Segment Anything (Fast)
Feature Description
This operator utilizes the FastSAM (Fast Segment Anything Model) model to perform rapid instance segmentation on input images based on user-provided prompts (such as bounding boxes, points, or text descriptions). It can identify and segment object regions in the image corresponding to the prompts.
Use Cases
-
Interactive Segmentation: When needing to quickly segment specific objects of interest in an image, prompts like bounding boxes, points, or textual descriptions in parameters can guide the model for segmentation.
-
Target Extraction: Used to precisely extract contour information of specific targets from complex backgrounds.
-
Automated Annotation Assistance: Can be part of an automated annotation workflow, quickly generating initial segmentation masks for targets through simple prompts.
Inputs and Outputs
Input Item |
Image: The color image to be segmented (must be in RGB format). List of hint points: A list containing multiple point coordinates [X, Y], used to indicate the target region to be segmented. For example, clicking several points on the target. Tooltip list: A list containing multiple bounding box coordinates, each box defined by four corner points, used to frame the target region to be segmented. |
Output Item |
Detection results: A list containing segmentation results, each result representing a segmented instance, containing its bounding box (which can be a rotated or horizontal box), category (defaults to 0 or specified category), confidence score, and segmented polygon contour. |
Parameter Descriptions
This operator relies on the Fastsam Python library. If your environment has not yet installed it, please visit Qianyi’s internal pypi source and use pip install fastsam to install. |
|
Weight files
Parameter Description |
Specifies the FastSAM model weight file (usually .pt format) to be used for segmentation. A valid model file must be selected. |
Parameter Tuning Guide |
Select a model that matches your task requirements and hardware capabilities.
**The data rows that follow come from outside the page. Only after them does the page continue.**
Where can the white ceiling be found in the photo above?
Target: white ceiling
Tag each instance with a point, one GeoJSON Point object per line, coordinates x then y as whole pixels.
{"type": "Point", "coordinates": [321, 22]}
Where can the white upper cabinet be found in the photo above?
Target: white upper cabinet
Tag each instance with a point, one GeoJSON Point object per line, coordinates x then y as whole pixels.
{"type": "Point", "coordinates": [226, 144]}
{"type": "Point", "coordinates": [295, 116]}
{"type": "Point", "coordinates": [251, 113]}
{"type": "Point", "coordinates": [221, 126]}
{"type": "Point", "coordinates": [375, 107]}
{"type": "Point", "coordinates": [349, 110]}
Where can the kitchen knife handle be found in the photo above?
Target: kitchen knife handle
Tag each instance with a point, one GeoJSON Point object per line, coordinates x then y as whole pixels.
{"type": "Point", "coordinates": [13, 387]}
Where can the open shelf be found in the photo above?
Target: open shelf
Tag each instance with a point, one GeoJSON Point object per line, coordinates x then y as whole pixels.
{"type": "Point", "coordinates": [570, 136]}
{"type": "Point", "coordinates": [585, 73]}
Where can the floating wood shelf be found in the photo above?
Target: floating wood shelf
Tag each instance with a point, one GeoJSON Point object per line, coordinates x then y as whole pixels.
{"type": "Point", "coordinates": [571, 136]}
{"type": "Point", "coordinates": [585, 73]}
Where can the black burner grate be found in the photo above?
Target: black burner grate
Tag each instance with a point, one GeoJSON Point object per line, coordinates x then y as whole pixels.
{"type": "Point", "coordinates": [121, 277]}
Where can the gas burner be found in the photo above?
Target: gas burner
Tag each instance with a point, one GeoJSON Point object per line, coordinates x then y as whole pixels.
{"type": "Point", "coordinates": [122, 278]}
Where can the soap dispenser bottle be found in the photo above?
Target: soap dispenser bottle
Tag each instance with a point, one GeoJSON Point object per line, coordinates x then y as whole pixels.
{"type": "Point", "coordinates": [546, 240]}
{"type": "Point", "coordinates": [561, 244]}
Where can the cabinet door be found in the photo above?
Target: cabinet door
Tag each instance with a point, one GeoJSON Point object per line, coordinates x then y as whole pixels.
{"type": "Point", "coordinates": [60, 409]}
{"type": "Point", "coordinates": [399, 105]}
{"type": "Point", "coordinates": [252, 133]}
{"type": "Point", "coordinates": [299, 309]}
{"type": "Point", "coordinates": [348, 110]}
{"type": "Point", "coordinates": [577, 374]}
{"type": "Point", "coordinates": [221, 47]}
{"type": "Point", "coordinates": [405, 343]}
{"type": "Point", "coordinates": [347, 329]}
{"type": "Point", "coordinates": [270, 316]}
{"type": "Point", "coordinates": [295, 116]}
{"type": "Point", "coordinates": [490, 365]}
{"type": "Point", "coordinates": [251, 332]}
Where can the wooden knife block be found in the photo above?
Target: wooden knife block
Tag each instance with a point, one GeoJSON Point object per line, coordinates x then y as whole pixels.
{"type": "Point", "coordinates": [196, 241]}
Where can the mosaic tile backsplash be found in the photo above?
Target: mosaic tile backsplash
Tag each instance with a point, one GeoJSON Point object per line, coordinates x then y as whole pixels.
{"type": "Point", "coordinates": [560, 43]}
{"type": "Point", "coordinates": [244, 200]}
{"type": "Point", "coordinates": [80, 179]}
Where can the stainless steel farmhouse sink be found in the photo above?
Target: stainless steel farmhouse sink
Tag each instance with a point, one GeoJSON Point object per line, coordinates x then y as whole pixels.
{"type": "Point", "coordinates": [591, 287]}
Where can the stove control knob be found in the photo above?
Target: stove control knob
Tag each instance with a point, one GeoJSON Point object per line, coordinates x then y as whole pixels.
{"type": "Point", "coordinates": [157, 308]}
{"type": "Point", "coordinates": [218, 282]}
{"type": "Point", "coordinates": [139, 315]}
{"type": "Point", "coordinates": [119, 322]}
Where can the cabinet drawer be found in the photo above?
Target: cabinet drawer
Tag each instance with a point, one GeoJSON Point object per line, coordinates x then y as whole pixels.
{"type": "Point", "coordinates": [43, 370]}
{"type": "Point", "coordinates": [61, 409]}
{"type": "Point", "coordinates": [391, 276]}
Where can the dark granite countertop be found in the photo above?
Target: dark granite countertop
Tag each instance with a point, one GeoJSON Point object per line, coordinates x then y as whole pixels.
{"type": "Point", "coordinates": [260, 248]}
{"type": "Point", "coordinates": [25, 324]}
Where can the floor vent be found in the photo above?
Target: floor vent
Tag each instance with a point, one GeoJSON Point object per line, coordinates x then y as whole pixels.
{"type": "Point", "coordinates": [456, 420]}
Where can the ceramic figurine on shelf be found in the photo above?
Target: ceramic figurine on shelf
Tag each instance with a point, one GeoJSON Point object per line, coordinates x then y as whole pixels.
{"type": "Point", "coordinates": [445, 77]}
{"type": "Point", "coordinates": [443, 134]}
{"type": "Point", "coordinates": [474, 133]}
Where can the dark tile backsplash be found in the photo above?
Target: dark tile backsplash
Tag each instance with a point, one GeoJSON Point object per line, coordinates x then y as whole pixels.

Generally, larger models (like FastSAM-x) have higher accuracy but are slower, while smaller models (like FastSAM-s) are faster but may have slightly lower accuracy. |
Enable GPU
Parameter Description |
Select whether to use GPU for model inference computation. If checked, ensure the computer has an available NVIDIA graphics card and the corresponding CUDA environment. |
Parameter Tuning Guide |
Enabling GPU can significantly improve processing speed. If no compatible GPU is available, this should be unchecked (use CPU). |
Image size
Parameter Description |
The size to which the input image will be scaled before being fed into the model for segmentation. |
Parameter Tuning Guide |
Larger image sizes generally lead to higher segmentation accuracy but also increase computation time and GPU/CPU memory consumption. Smaller sizes have the opposite effect. Common values include 640, 1024, etc. A trade-off between accuracy and speed needs to be made based on the specific application scenario. |
Parameter Range |
Default value: 640 |
Confidence threshold
Parameter Description |
Confidence score threshold for filtering FastSAM’s initial segmentation results. Only segmentation results with confidence higher than this threshold will be retained. |
Parameter Tuning Guide |
Increasing this value will result in fewer segmentation outputs, retaining only objects the model is very confident about, which can reduce missegmentations and speed up post-processing. Decreasing this value will yield more segmentation results, potentially including some lower-confidence targets, but may increase missegmentations and post-processing time. Usually, start with the default value and adjust. |
Parameter Range |
[0, 1], Default value: 0.5 |
Overlap Filter Threshold
Parameter Description |
Intersection over Union (IoU) threshold for Non-Maximum Suppression (NMS). When multiple segmentation results (masks or boxes) overlap by more than this threshold, lower-confidence results will be suppressed. |
Parameter Tuning Guide |
Increasing this value allows more overlapping results to coexist, which might be suitable for scenes with dense and mutually occluding objects. Decreasing this value will more aggressively remove overlapping results, ensuring each target outputs only one best result. The default value is usually suitable for most scenarios. |
Parameter Range |
[0, 1], Default value: 0.9 |
Extra class name
Parameter Description |
Assigns a category name (ID) to the output segmentation results. FastSAM itself does not distinguish specific categories; this parameter is used to tag these segmentation results for subsequent processing (such as filtering, statistics). |
Parameter Tuning Guide |
Assign a meaningful category ID to the segmented objects according to your application scenario needs. |
Parameter Range |
Provides category name options from "0" to "29", defaults to 0. |
Prompt
Parameter Description |
Input text description to guide the model in segmenting objects related to the text content. For example, input "bag" or "red box". |
Parameter Tuning Guide |
Try using concise, specific nouns or phrases to describe the target you want to segment. You can use commas to separate multiple prompts. For example, "a blue car, the traffic light". The effectiveness of text prompts depends on the model’s comprehension ability. |
Text prompt threshold
Parameter Description |
When using text prompts, this threshold is used to filter segmentation results based on text similarity scores. Only results with similarity scores higher than this threshold will be retained. |
Parameter Tuning Guide |
This is a relatively sensitive parameter that needs adjustment based on actual results. If text prompts do not segment the desired results, try lowering this threshold; if many irrelevant results are segmented, try raising this threshold. Note that this threshold is not the confidence score in the final output results and is usually set relatively low. |
Parameter Range |
[0, 10], Default value: 0.01 |